Fireworks are a way to create color and light wonders, but studies have shown that these dazzling performances can pose health risks, according tomedia reports. A series of harmful toxins remain in the air once the bright light from fireworks goes out, a study said is said to be the first to study the effects of fireworks on human cells and animals.
The study was carried out by scientists at NYU Langone Medical Center, who looked at 14 years of air quality samples collected from across the United States. Through their analysis, the team found that toxic metals were particularly concentrated on Independence Day and New Year’s Eve in the United States.
When the metal contained in the fireworks is affected by high temperatures, the fireworks emit an amazing color, usually including lead, titanium, vanadium and copper. After learning that the material would remain in the air after the fireworks display, the team designed experiments to explore the potential effects of these substances on humans and animals.
Terry Gordon, senior author of the study, said: “Although people are exposed to these substances for a short period of time each year, they are much more toxic than the pollutants we breathe every day. “
In the lab, scientists detonated some of the fireworks that are very common in the United States. They then captured the particles released by the explosions and exposed them to the environment in which human lung cells and dozens of mice were located. The results showed that the dose was estimated to be equivalent to a pollutant inhaled by a New Yorker during a day in Manhattan.
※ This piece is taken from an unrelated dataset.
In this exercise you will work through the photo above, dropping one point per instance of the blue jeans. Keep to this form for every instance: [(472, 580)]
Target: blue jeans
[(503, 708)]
In the process, the team observed a significant increase in oxidation, a normal healthy process in the body, but damage to cells and DNA when its activity increases. This was associated with inflammation of the lungs of mice, and Back Cuckoo fireworks were found to be the most harmful, causing 10 times as much damage to human cells as the non-toxic physiological saline control group.
“While many people are being careful to protect themselves from explosions, our findings suggest that inhaling fireworks smoke can cause long-term damage – a risk that is largely ignored,” Gordon said. “
Scientists believe they are still in the early stages of their research, and then plan to explore the effects of repeated exposure to fireworks, rather than one alone. They plan to share their findings with public health officials to raise awareness of the risks of fireworks.